午前10時40分現在、KOSPIは取引中に下落傾向へ急転し、5329.62ポイントで前日比2.7%下落し、なお下げ幅を拡大している。KOSPIは前日比72.99ポイント(1.33%)上昇した5551.69で取引を開始し上昇基調を示したが、トランプ大統領の演説中に下落に転じた。
同時刻、ソウルの外為市場でウォン・ドル為替レートは1520.20ウォンで取引されている。前日の日中取引の終値(1501.3ウォン)より約19ウォン下がった。為替は取引開始時には1506.7ウォン程度で取引されていたが、トランプ大統領の演説中から急激なウォン安に転じた。
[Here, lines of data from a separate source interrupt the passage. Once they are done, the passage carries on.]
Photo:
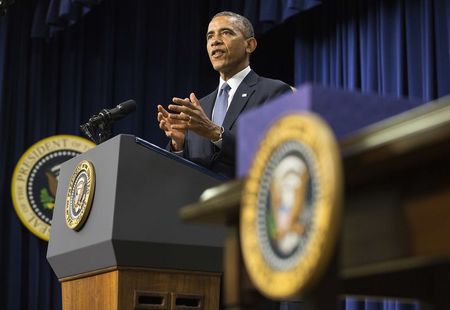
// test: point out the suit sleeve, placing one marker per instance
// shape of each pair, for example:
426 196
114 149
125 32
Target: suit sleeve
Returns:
227 153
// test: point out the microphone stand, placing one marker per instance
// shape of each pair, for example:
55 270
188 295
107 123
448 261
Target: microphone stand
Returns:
98 128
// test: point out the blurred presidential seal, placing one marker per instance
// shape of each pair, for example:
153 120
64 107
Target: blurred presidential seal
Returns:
291 206
80 195
35 179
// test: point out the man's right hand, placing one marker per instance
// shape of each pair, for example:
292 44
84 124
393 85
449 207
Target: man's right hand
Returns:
166 123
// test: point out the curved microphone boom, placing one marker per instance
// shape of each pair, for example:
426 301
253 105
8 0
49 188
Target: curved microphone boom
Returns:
98 128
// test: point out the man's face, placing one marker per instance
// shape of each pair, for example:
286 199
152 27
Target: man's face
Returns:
227 47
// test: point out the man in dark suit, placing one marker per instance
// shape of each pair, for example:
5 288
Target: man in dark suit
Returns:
204 130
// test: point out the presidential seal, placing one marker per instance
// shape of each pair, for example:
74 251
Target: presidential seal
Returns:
35 179
291 206
80 195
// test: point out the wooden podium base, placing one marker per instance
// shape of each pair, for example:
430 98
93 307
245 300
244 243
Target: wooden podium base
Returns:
135 288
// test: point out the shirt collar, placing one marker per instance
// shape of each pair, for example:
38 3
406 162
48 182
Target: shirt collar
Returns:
236 79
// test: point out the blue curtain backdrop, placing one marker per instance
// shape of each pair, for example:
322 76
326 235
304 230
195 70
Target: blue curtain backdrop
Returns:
151 52
400 48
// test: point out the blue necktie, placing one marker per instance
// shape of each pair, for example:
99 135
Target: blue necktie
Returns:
221 105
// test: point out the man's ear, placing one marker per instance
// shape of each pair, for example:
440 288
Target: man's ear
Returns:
251 45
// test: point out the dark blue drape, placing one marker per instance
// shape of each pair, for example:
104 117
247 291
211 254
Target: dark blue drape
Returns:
399 48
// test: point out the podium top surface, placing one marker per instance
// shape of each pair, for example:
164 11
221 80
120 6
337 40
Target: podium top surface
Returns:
134 220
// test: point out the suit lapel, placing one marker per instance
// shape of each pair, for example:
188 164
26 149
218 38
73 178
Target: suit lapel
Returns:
208 103
240 99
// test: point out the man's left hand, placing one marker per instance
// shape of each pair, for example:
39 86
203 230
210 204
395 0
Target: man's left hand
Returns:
194 117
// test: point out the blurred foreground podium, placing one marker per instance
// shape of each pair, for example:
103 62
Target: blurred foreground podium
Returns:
132 251
395 224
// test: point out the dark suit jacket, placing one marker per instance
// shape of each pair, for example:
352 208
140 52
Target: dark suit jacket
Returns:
252 92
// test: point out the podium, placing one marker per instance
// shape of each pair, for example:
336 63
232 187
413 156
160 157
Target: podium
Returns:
394 237
133 252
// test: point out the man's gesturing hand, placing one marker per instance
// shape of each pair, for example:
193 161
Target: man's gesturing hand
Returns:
167 124
192 116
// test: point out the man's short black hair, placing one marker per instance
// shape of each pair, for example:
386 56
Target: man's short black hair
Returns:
245 25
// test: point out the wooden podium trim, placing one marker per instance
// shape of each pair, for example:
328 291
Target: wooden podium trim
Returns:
121 287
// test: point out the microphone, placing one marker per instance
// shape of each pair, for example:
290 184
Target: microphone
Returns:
98 128
120 111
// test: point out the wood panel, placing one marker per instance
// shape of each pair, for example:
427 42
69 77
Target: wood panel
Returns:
93 292
136 288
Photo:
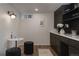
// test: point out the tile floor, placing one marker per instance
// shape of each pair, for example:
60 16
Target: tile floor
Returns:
40 51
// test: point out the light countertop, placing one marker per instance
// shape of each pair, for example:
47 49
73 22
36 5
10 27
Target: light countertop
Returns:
70 36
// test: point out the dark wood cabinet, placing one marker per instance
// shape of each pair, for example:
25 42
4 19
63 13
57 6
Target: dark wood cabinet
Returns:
64 46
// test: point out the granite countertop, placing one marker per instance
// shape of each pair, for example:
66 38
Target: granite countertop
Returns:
71 36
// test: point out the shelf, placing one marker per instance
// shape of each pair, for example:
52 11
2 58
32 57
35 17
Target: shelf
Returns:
71 18
71 11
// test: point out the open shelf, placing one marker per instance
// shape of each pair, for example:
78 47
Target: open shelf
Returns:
71 11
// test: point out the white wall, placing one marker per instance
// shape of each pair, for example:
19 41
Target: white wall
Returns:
31 29
6 27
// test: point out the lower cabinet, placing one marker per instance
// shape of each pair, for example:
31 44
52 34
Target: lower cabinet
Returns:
59 47
64 46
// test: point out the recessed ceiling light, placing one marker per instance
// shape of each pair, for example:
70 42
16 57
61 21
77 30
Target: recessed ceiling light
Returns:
36 9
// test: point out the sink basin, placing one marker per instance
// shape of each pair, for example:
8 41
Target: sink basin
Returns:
16 39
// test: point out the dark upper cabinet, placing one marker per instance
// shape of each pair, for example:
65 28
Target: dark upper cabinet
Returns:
58 16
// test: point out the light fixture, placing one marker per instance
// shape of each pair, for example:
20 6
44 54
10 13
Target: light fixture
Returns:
12 15
36 9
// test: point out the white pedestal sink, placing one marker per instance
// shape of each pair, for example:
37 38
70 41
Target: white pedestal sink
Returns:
13 42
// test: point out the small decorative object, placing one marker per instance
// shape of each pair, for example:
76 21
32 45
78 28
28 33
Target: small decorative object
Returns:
60 26
41 23
12 14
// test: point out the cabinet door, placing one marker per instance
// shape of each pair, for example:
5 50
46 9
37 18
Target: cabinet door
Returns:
58 16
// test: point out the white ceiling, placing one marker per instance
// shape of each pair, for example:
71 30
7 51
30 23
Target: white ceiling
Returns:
29 7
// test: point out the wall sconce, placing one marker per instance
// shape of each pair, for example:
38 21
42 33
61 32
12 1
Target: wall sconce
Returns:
12 15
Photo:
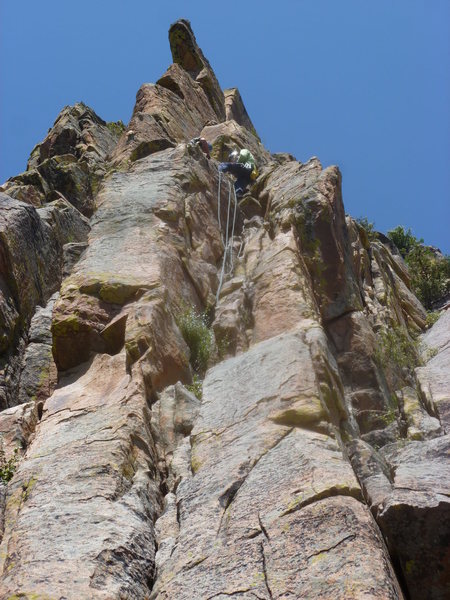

国際原油価格は当日朝、WTI原油(98ドル)とブレント原油(99ドル)ともに1バレルあたり100ドル以下で取引されていたが、トランプ大統領の演説直後に高騰に転じ、100ドルを上回っている。10時48分現在、WTI原油は1バレルあたり103.79ドル、ブレント原油は105.63ドルとなっている。
トランプ大統領はこの日の演説で「イラン戦争は重要な戦略目標の達成に近づいた」としつつも「今後2~3週間、イランを極めて強く打撃する」と述べるなど、一部で強硬な発言を行った。